CFP: CFP, Philosophy of Management, Special Thematic Issue of Revista Portuguesa de Filosofia
Submission deadline: November 30, 2017
Building a philosophy of management requires uncovering what is behind managerial practices, beyond practical requirements. “Philosophizing is not what many politicians and managers think it is: to express some personal ideas on the state of matters. It is, on the contrary, starting to see unquestioned matters in a new, problematic way” (van Peursen, 1989: 267). Philosophy is fundamentally conceptual in nature, in the sense of challenging, refining or crafting new concepts (Deleuze & Guattari, 1994). Beyond invoking philosophers, we call for a conceptualization of organization studies, either starting from or reformulating usual words and labels, such as:
- Decision and decision-making
- Groups and teams
This process would not be complete if it was not informed by specifically philosophical concepts that could enlighten our understanding of organizations and management. Indeed, a philosophy of management needs to be a two-way street (Laurie & Cherry, 2001), and to include notions like:
- Practical reason
In questioning, embezzling or crafting new words and concepts, the use of philosophers and philosophical fields will be absolutely necessary. Drawing from Tsoukas & Chia (2011) and Koslowski (2010), we offer three main leads:
- Ontology and epistemologyto question organization studies as an academic field and knowledge within organizations
- Praxeology to challenge to connection between theories of management and managerial practices
- Aesthetics to unpack the entwinement of bodies, senses and emotions in management and organizations
We call here for meta-questions (Tsoukas & Chia, 2011) that aim at uncovering the philosophical concepts under the managerial labels. We do not seek specialized application of a specific philosopher, but rather the use of philosophy to create and refine concepts. For example, one could start from the institutionalized label (“management”) or decide to dismantle it to reveal its underlying concepts (“coordination”, “delegation”, or “control”). In doing so, submissions will obviously need to be heavily informed by the academic literature on management, as many works has been done by organization scholars.

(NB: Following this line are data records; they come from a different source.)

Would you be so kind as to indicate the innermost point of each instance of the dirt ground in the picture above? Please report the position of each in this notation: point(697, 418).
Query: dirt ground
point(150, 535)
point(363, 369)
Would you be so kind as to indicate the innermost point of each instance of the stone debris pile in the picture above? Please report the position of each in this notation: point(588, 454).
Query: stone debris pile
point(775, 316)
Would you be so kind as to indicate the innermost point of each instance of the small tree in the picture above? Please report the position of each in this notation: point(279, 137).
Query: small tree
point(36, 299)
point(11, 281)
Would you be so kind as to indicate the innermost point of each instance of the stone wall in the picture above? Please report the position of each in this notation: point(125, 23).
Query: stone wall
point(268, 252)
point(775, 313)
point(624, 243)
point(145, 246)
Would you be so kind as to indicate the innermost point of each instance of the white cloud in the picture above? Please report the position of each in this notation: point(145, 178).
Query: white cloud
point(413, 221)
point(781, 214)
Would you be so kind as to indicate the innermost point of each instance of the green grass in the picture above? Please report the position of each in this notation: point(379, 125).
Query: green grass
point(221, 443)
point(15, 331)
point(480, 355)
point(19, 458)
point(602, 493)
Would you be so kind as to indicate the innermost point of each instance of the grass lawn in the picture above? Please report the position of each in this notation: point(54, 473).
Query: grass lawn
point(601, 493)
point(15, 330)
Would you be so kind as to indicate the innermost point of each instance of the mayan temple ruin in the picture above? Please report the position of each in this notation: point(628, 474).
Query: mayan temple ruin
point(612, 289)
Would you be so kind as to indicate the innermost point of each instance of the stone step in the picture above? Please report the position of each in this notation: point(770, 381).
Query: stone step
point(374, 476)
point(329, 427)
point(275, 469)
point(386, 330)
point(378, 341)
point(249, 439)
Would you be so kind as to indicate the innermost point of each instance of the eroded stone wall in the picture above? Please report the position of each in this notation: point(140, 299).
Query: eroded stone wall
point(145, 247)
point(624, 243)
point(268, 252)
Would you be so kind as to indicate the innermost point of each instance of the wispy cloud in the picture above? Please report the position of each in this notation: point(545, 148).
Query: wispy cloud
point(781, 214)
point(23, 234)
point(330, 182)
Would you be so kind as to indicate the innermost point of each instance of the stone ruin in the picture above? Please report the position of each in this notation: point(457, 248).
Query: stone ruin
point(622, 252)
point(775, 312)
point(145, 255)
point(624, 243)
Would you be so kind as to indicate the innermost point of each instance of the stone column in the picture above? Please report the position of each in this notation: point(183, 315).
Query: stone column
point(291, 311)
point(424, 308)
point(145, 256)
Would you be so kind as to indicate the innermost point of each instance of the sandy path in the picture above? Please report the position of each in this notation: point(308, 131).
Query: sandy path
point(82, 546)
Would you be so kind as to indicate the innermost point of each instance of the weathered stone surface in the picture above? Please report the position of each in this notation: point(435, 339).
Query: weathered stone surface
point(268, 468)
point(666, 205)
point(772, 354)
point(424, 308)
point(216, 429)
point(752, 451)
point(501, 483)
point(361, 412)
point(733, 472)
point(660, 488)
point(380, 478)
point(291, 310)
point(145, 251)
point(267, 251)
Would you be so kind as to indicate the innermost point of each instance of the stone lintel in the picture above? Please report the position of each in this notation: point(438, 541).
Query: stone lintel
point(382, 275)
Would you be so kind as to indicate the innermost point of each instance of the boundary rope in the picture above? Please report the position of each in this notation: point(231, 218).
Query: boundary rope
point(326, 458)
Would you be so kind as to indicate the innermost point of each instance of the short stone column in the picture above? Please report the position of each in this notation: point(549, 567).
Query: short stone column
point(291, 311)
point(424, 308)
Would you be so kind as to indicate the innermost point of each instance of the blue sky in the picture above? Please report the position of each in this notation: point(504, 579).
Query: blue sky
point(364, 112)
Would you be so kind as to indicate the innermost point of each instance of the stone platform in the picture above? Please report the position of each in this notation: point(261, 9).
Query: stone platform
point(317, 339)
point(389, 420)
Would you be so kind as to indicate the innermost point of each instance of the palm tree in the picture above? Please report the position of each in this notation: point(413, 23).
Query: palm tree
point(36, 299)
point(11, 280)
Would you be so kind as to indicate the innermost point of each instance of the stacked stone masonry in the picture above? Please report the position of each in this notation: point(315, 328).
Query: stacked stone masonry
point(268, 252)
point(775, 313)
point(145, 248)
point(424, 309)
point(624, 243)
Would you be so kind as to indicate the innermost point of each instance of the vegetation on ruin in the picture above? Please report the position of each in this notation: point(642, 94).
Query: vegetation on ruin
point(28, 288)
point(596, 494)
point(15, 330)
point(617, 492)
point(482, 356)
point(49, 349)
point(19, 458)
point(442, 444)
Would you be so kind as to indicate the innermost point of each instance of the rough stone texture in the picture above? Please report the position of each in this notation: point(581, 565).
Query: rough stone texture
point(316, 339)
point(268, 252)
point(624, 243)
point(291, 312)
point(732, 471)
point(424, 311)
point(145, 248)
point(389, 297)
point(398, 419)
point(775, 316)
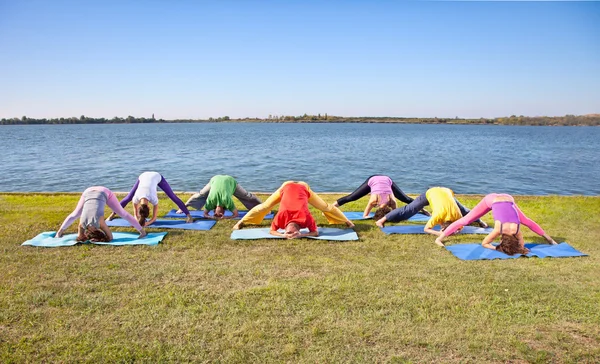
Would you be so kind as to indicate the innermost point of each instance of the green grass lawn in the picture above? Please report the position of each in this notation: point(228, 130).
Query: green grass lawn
point(199, 296)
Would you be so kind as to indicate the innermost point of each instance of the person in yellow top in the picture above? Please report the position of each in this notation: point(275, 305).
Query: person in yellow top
point(445, 210)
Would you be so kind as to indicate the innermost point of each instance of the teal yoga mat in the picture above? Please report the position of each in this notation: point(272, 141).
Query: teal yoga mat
point(47, 240)
point(358, 215)
point(324, 234)
point(418, 229)
point(478, 252)
point(169, 224)
point(197, 214)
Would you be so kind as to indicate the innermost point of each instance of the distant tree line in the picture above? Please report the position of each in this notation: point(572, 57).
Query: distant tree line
point(567, 120)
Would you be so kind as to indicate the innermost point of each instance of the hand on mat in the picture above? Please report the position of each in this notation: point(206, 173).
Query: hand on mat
point(293, 235)
point(439, 241)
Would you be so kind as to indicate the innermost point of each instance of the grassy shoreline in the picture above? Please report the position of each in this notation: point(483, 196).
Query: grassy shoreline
point(199, 296)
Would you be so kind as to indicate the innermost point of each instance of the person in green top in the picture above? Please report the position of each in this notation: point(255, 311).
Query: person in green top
point(217, 195)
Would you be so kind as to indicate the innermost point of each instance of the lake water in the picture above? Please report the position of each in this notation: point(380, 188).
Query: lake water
point(330, 157)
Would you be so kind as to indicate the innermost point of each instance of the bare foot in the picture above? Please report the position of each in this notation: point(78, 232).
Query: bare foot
point(439, 242)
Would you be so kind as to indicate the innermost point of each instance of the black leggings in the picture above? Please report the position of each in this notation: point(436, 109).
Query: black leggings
point(365, 189)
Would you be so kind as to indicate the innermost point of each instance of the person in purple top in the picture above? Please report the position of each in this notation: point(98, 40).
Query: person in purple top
point(382, 190)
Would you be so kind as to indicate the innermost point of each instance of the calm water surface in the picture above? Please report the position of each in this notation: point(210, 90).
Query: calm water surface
point(330, 157)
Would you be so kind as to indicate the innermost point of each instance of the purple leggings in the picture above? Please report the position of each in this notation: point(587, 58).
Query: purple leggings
point(164, 185)
point(111, 201)
point(485, 206)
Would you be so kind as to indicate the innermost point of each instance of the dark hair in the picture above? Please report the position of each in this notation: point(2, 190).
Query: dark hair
point(94, 234)
point(381, 212)
point(509, 244)
point(143, 213)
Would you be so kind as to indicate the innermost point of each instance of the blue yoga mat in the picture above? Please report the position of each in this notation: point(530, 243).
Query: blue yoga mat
point(169, 224)
point(324, 234)
point(418, 229)
point(478, 252)
point(197, 214)
point(47, 239)
point(358, 215)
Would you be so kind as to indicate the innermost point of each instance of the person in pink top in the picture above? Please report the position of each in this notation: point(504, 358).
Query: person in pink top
point(507, 221)
point(382, 190)
point(90, 211)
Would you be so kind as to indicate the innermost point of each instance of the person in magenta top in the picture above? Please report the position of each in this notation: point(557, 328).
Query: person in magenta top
point(293, 213)
point(382, 190)
point(507, 221)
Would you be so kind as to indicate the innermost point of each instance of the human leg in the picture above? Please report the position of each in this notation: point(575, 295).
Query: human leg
point(164, 185)
point(113, 203)
point(198, 200)
point(332, 213)
point(257, 214)
point(246, 198)
point(464, 211)
point(400, 195)
point(405, 212)
point(130, 195)
point(73, 215)
point(360, 192)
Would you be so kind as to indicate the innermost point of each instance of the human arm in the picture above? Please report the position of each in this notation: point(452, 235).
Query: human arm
point(71, 218)
point(80, 234)
point(234, 213)
point(370, 205)
point(489, 239)
point(429, 230)
point(154, 213)
point(106, 230)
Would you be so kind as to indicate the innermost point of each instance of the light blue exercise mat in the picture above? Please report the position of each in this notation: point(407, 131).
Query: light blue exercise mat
point(324, 234)
point(358, 215)
point(478, 252)
point(169, 224)
point(418, 229)
point(198, 214)
point(47, 240)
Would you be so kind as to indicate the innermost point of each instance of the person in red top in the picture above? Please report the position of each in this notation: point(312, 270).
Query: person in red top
point(293, 213)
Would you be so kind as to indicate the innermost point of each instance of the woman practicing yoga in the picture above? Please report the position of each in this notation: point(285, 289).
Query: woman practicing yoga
point(144, 192)
point(90, 209)
point(217, 195)
point(293, 214)
point(445, 206)
point(507, 220)
point(381, 189)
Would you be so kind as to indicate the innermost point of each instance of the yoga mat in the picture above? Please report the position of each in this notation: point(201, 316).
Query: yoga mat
point(47, 240)
point(324, 234)
point(200, 214)
point(358, 215)
point(418, 229)
point(478, 252)
point(169, 224)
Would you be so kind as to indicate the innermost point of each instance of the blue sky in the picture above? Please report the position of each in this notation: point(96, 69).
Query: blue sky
point(195, 59)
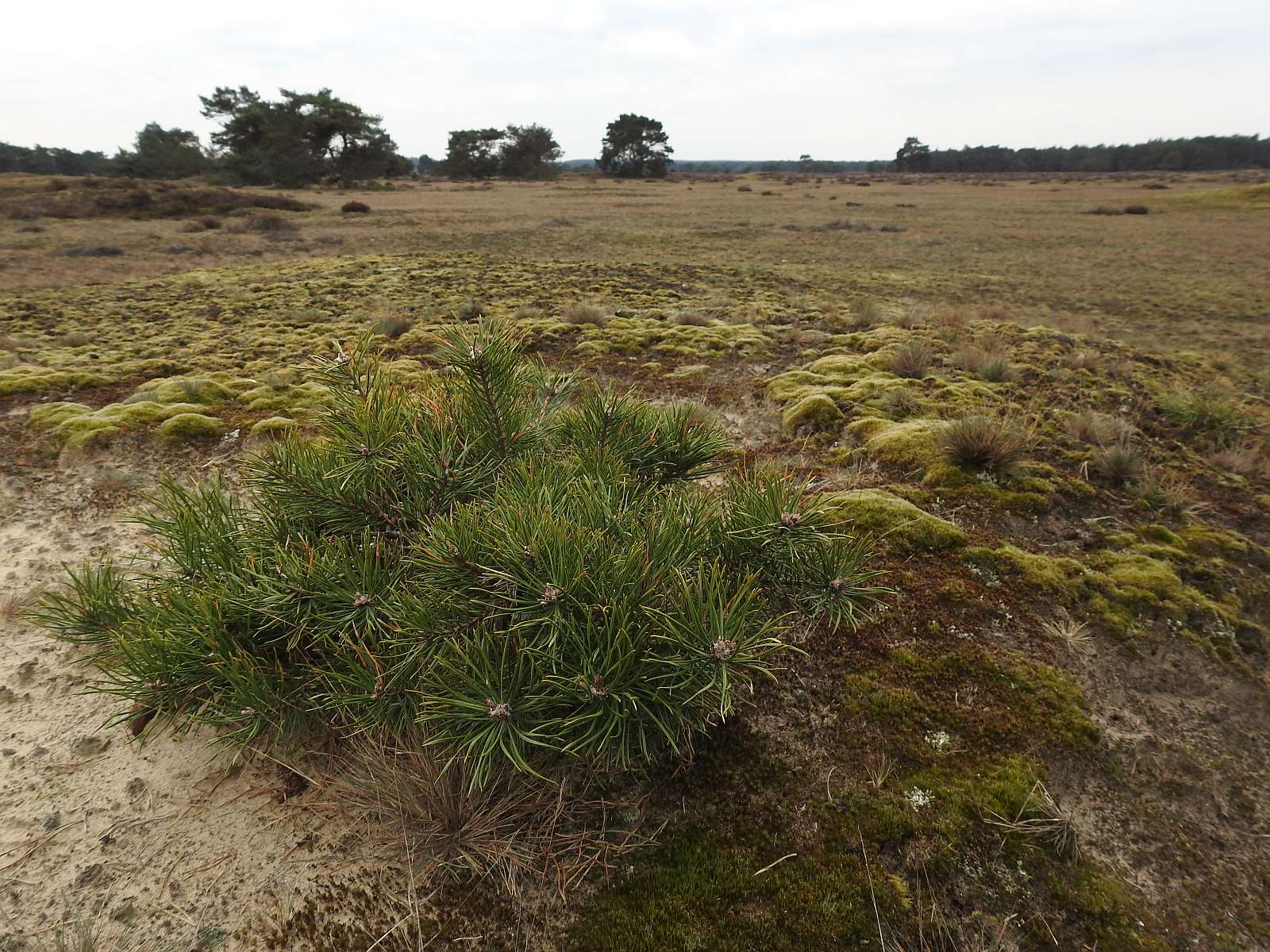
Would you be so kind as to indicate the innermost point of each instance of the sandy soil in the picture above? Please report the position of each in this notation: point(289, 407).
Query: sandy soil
point(156, 844)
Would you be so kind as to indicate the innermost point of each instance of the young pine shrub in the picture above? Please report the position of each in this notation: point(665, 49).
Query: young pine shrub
point(521, 569)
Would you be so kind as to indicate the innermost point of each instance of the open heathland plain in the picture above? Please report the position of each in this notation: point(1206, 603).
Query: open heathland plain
point(1043, 409)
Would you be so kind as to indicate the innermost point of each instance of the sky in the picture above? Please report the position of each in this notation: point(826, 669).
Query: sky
point(729, 79)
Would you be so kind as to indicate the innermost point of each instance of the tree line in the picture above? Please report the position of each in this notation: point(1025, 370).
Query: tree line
point(1194, 154)
point(304, 139)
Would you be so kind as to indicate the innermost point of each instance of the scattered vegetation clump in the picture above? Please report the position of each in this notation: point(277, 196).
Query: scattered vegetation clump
point(1099, 429)
point(1166, 490)
point(983, 442)
point(266, 222)
point(988, 363)
point(912, 359)
point(92, 251)
point(205, 224)
point(512, 562)
point(586, 313)
point(393, 327)
point(125, 198)
point(190, 428)
point(1204, 414)
point(816, 412)
point(1118, 463)
point(1126, 209)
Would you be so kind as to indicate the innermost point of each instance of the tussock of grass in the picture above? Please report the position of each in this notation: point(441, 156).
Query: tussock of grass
point(994, 443)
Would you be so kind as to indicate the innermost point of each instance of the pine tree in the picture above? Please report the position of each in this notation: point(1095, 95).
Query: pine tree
point(524, 566)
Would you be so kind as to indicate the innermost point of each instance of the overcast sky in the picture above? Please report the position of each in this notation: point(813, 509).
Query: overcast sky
point(730, 79)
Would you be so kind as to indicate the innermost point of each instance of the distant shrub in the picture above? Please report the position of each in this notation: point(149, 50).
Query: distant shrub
point(470, 309)
point(206, 224)
point(912, 359)
point(266, 222)
point(988, 363)
point(94, 198)
point(1168, 492)
point(393, 327)
point(518, 568)
point(848, 225)
point(529, 313)
point(92, 251)
point(1127, 209)
point(912, 317)
point(1204, 414)
point(1241, 459)
point(987, 443)
point(691, 317)
point(902, 403)
point(584, 313)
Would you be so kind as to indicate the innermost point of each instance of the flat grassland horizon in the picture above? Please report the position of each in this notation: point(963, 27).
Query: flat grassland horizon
point(1039, 401)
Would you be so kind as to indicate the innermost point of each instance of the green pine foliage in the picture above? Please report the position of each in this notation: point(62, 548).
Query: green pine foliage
point(525, 568)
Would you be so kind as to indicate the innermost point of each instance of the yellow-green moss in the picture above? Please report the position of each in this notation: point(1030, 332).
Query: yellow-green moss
point(190, 428)
point(911, 444)
point(899, 524)
point(273, 425)
point(48, 416)
point(814, 412)
point(44, 380)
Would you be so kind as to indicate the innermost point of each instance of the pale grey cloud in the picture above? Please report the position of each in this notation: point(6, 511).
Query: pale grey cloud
point(729, 79)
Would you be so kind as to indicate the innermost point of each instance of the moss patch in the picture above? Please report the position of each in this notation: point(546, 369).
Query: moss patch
point(190, 428)
point(899, 524)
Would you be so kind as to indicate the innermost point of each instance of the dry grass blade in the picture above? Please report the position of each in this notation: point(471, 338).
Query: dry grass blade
point(1039, 818)
point(417, 805)
point(1075, 635)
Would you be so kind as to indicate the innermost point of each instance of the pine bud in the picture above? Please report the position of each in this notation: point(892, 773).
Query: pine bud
point(723, 649)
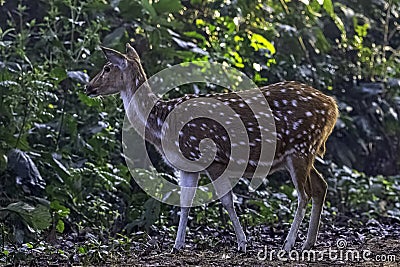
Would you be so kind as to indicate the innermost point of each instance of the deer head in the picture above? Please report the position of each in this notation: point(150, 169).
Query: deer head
point(127, 69)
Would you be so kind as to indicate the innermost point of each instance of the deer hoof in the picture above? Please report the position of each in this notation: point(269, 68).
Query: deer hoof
point(242, 247)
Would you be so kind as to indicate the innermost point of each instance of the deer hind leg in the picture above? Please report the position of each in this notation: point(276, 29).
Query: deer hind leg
point(227, 202)
point(223, 188)
point(187, 182)
point(299, 174)
point(318, 190)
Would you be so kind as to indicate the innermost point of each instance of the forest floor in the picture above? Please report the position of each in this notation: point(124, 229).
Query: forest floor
point(374, 244)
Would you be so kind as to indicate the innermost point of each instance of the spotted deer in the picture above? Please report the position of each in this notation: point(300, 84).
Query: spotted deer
point(303, 116)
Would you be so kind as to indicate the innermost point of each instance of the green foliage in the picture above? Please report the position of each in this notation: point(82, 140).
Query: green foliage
point(345, 48)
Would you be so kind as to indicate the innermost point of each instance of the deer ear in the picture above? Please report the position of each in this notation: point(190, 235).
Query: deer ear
point(115, 57)
point(131, 52)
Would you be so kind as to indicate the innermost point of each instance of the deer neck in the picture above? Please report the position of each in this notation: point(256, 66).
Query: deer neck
point(138, 98)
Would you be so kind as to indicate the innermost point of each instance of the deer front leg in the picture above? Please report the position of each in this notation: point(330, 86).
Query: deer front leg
point(318, 193)
point(187, 182)
point(299, 176)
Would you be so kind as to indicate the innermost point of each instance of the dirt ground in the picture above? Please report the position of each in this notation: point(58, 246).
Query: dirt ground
point(376, 245)
point(371, 244)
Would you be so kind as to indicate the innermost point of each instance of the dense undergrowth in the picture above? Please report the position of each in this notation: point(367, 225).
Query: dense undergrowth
point(82, 188)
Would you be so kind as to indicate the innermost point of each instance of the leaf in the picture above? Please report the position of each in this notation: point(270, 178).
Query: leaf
point(328, 6)
point(90, 102)
point(167, 6)
point(59, 74)
point(114, 38)
point(60, 226)
point(259, 42)
point(149, 8)
point(37, 217)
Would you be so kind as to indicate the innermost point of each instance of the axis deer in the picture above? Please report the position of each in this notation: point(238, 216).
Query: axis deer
point(303, 116)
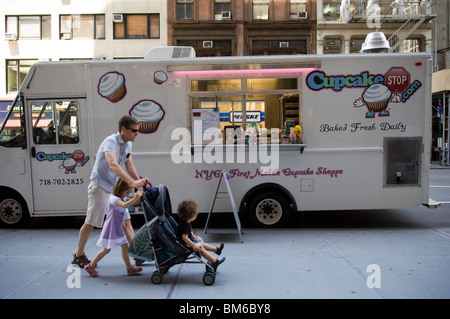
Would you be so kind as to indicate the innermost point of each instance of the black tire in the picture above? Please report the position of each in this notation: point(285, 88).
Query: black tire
point(156, 278)
point(13, 211)
point(268, 210)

Our spirit aligns strongly with how Paul Griseri grounds his Introduction to the philosophy of management: “Some have taken the methods of academic philosophy – close attention to the use of terminology, tight arguments in which no statement is immune from questioning – and applied these directly to ordinary phenomena, outside of a theoretical context. Such philosophising of everyday life captures an important element of the original practice of the ancients, that this is meant to be an activity that integrates into people’s day-to-day living, not a remote practice only carried on by a cadre of specialised experts” (Griseri, 2013: 2).